El mes de junio fue testigo de cambios significativos en el mercado financiero argentino, con el sector de alquiler como protagonista principal. La variable de ganancia se impuso, llevando a los inversores a desmontar posiciones en acciones locales después de fuertes aumentos. Este fenómeno generó cierto desconcierto en los mercados, con caídas de hasta un 20% en dólares en Nueva York y el 23% en pesos en Buenos Aires.
Los sectores bancarios y de energía lideraron las pérdidas en Wall Street, con empresas como Supervielle, Edenor, Macro, BBVA y YPF viendo caídas de entre 10% y 20% en el mes. Por otro lado, el comercio de transporte se mantuvo estable, obteniendo resultados positivos gracias a la estabilidad del intercambio. En la plaza doméstica, el Merval S&P reportó una caída del 12% en pesos y el 16% en dólares, mientras que la deuda en dólares avanzó entre un 1% y un 2.4%.
El tipo de cambio oficial y el MEP también exhibieron aumentos, lo que, junto con los rendimientos en instrumentos en pesos de tasa fija, permitió que la estrategia de transporte de Carry mostrara una ganancia de poco más del 1% en dólares. Los operadores del mercado atribuyen el mal desempeño de las acciones locales en junio a la tendencia de los inversores de tomar ganancias tras los fuertes aumentos registrados en meses anteriores, así como a la incertidumbre política previa a las elecciones legislativas.

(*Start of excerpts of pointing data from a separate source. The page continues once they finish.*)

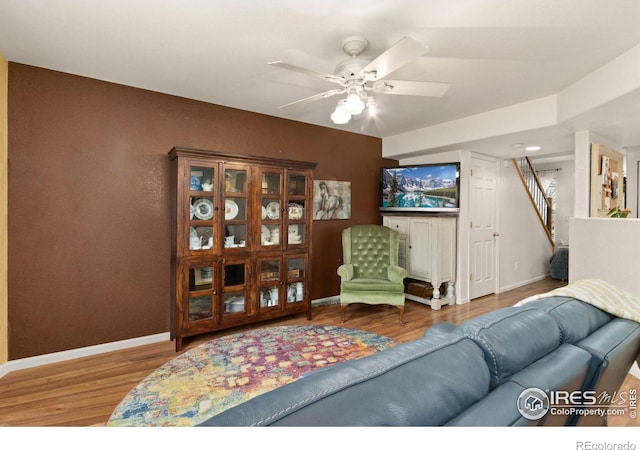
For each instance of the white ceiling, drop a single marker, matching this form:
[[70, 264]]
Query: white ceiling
[[495, 53]]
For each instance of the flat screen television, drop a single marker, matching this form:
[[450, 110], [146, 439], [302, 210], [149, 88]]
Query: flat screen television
[[421, 188]]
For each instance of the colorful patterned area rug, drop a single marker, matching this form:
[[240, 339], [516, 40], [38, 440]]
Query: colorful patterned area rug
[[227, 371]]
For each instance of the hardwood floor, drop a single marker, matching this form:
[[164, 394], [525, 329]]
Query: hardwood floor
[[85, 391]]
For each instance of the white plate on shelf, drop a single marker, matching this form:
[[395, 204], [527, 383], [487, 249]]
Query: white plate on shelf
[[203, 209], [273, 210], [296, 211], [230, 209]]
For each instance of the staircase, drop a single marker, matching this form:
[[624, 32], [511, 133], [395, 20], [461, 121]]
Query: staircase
[[537, 195]]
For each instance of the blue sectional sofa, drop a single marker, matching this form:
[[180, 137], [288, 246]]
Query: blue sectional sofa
[[553, 361]]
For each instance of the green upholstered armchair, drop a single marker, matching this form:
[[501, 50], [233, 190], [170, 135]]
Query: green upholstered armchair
[[370, 273]]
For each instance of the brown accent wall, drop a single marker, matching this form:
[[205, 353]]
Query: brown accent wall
[[89, 222], [4, 186]]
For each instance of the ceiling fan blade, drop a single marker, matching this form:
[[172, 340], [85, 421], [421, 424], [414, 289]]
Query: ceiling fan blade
[[423, 88], [315, 97], [395, 57], [313, 73]]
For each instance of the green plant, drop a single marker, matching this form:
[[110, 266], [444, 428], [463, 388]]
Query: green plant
[[617, 212]]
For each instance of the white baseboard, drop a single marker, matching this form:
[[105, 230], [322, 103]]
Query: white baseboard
[[635, 370], [520, 284], [50, 358]]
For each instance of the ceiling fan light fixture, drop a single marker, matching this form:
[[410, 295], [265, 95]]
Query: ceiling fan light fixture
[[354, 104], [371, 106], [340, 116]]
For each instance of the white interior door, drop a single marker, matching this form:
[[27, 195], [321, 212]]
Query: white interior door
[[482, 215]]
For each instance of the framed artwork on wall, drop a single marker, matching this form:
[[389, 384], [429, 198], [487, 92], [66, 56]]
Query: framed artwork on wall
[[607, 185], [331, 200]]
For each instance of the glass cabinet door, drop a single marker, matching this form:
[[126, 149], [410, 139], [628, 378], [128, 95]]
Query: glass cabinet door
[[199, 237], [235, 206], [234, 289], [296, 209], [269, 282], [200, 305], [272, 207], [296, 289]]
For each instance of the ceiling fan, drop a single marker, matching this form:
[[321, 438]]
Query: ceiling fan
[[358, 77]]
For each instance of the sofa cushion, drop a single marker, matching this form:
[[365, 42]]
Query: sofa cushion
[[498, 409], [576, 319], [418, 383], [512, 338]]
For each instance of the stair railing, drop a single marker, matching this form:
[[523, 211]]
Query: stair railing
[[540, 201]]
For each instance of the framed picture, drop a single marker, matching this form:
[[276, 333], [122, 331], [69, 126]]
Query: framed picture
[[607, 189], [331, 200]]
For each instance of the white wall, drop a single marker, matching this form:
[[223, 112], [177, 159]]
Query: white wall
[[607, 249], [565, 182], [524, 249]]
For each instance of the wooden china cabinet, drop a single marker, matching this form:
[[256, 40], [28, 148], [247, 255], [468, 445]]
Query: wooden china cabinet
[[242, 240]]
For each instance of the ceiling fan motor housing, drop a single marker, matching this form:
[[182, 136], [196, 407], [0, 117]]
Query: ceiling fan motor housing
[[351, 68]]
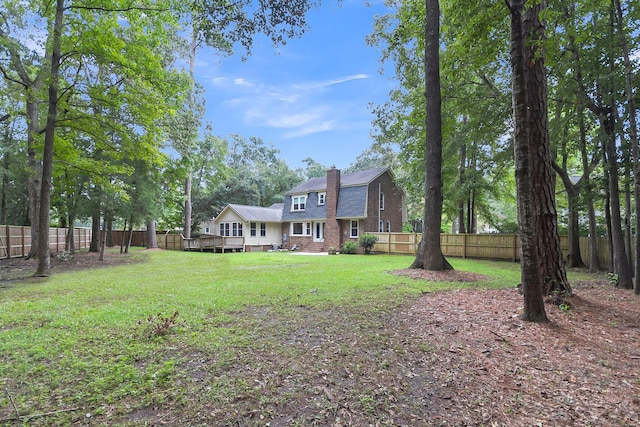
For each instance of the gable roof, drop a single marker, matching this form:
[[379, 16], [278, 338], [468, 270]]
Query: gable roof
[[346, 180], [256, 213]]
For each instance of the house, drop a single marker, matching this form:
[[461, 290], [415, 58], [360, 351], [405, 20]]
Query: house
[[249, 228], [319, 213]]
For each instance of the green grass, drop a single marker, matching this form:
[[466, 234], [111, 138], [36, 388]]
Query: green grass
[[89, 340]]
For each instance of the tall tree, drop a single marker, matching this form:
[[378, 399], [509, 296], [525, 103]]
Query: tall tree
[[550, 255], [429, 256], [531, 281]]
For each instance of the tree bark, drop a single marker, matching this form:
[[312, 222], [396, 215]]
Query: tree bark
[[152, 241], [633, 137], [95, 233], [429, 255], [550, 258], [531, 281], [44, 262]]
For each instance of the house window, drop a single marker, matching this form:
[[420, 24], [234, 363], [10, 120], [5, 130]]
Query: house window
[[298, 203], [354, 228], [301, 229]]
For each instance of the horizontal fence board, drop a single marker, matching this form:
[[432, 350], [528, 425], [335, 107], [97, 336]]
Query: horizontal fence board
[[15, 241]]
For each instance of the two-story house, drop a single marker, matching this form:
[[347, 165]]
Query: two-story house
[[319, 213]]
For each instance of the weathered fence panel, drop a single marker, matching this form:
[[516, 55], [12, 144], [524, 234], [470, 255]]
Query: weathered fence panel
[[15, 241]]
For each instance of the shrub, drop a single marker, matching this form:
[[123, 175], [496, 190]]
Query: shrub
[[366, 241], [349, 248]]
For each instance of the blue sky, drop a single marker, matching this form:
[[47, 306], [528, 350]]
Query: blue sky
[[309, 98]]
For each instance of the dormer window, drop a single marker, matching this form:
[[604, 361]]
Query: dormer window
[[298, 203]]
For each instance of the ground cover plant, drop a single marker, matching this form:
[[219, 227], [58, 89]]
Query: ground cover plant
[[282, 339]]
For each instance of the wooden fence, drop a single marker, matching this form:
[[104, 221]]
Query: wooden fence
[[482, 246], [15, 241]]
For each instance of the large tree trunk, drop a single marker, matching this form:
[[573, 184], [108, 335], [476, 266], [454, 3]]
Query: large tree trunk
[[152, 241], [429, 255], [35, 170], [461, 205], [531, 281], [633, 136], [550, 258], [95, 233], [620, 261], [44, 262]]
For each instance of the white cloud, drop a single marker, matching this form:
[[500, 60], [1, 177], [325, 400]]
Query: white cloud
[[297, 109]]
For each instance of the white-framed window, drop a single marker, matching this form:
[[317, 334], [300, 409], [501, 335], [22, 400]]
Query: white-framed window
[[354, 228], [236, 229], [301, 229], [298, 203]]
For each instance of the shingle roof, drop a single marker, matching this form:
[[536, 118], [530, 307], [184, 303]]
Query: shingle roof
[[346, 180], [257, 213]]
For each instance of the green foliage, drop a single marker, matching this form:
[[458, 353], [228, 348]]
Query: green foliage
[[366, 242], [349, 248]]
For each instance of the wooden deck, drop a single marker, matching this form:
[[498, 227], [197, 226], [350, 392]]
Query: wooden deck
[[214, 243]]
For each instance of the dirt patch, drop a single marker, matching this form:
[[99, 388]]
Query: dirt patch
[[582, 368], [440, 276]]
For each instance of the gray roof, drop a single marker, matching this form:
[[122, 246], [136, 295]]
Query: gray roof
[[352, 202], [346, 180], [257, 213]]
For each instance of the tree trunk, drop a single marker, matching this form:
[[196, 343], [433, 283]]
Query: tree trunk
[[633, 137], [5, 184], [95, 233], [575, 258], [461, 205], [429, 255], [103, 241], [70, 244], [620, 260], [35, 169], [124, 235], [550, 256], [531, 281], [44, 262], [152, 241]]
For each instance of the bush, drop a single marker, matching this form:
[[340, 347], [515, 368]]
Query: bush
[[366, 241], [349, 248]]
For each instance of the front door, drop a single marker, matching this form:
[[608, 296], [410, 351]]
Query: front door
[[318, 231]]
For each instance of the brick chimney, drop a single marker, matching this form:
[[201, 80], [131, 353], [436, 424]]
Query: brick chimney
[[332, 235]]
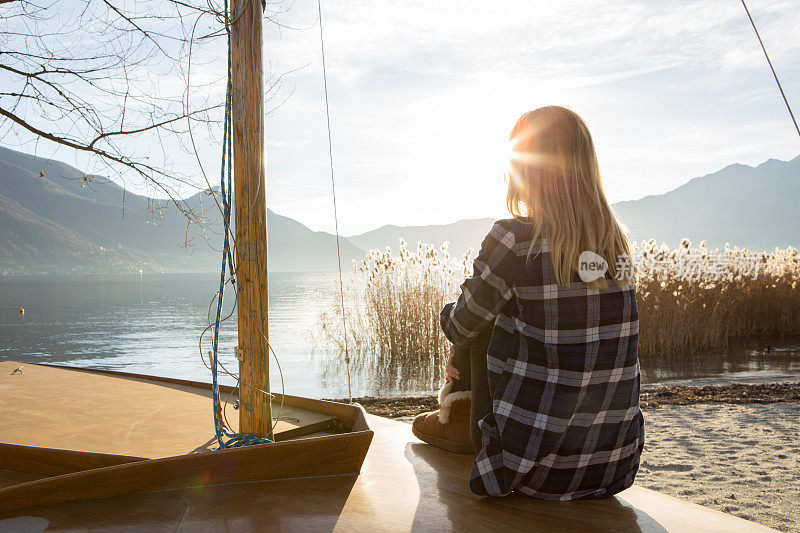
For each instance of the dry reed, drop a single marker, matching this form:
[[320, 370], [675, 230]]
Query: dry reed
[[691, 301]]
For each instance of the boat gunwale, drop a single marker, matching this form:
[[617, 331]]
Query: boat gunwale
[[78, 475]]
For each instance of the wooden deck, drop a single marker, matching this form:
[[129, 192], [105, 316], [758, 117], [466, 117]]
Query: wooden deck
[[404, 484], [115, 414]]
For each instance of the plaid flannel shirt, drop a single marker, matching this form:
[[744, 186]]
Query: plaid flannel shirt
[[563, 374]]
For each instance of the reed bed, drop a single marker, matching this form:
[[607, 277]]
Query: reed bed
[[695, 300], [692, 301], [392, 306]]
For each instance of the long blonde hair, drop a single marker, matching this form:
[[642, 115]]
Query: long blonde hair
[[554, 184]]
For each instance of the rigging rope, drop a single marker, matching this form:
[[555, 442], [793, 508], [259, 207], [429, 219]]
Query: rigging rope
[[333, 190], [774, 74]]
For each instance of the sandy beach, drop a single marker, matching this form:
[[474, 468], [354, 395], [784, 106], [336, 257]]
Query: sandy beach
[[733, 448], [740, 459]]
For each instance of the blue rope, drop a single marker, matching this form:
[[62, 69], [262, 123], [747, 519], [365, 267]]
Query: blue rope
[[225, 437]]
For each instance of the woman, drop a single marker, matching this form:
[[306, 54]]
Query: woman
[[547, 335]]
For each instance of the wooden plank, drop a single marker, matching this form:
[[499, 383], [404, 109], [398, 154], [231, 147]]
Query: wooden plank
[[51, 462], [251, 217], [404, 485], [342, 412], [142, 417], [322, 456]]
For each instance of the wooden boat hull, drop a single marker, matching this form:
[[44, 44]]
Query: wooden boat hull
[[402, 485], [323, 439]]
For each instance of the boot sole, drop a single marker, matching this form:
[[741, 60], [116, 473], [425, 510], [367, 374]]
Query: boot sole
[[450, 446]]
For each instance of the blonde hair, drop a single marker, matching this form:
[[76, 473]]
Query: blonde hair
[[554, 184]]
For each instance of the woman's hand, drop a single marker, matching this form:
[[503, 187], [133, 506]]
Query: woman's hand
[[450, 369]]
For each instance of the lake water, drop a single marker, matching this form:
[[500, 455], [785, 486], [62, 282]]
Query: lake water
[[153, 325]]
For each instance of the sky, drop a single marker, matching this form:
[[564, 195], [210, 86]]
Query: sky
[[423, 94]]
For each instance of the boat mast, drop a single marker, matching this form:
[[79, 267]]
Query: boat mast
[[255, 410]]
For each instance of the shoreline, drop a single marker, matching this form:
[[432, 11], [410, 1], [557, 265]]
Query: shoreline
[[651, 397], [733, 448]]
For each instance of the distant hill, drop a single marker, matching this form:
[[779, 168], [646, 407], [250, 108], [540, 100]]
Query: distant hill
[[754, 207], [53, 223]]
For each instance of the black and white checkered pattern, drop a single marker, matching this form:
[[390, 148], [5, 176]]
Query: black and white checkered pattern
[[563, 374]]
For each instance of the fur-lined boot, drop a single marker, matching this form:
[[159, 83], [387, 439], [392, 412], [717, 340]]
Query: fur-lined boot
[[448, 427]]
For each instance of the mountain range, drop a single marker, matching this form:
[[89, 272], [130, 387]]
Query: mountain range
[[52, 219]]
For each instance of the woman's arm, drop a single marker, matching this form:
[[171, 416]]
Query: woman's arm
[[484, 294]]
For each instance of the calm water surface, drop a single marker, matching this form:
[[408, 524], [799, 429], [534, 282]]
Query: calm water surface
[[153, 327]]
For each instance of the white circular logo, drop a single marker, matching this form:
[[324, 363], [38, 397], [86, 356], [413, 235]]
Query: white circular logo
[[591, 266]]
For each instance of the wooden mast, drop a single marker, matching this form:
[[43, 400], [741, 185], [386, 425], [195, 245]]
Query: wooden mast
[[255, 412]]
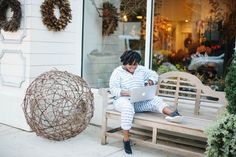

Isabel Botta, gerente de producto en Balanz, señala que el rendimiento del ingreso variable argentino fue negativo durante el primer semestre del año, afectado por las ganancias previas, la incertidumbre política y la aversión global hacia los activos de riesgo. Agustina Savoia, asesora financiera de Gold Cocos, agrega que los ADR argentinos en Estados Unidos reflejaron la corrección bajista del Merval medido en dólares, agravada por la falta de flujos de inversores extranjeros y la precaución persistente en el mercado argentino.
A pesar de avances en la macroeconomía argentina, como la menor inflación y la estabilidad del tipo de cambio, persisten dudas sobre la velocidad de las reformas, especialmente en sectores como la banca e industrial donde no se percibe una recuperación clara en la economía real. Los inversores internacionales muestran mayor interés por activos tecnológicos y roles estadounidenses, lo que deja a Argentina en un segundo plano.
En resumen, el mes de junio fue marcado por tomas de ganancias, caídas en los mercados locales y una mayor aversión global hacia los activos argentinos. A pesar de los desafíos, algunos ven oportunidades en la baja valoración de los activos argentinos en dólares, lo que podría abrir puertas si el contexto mejora. La incertidumbre política y la cautela de los inversores seguirán siendo factores determinantes en el comportamiento del mercado en los próximos meses.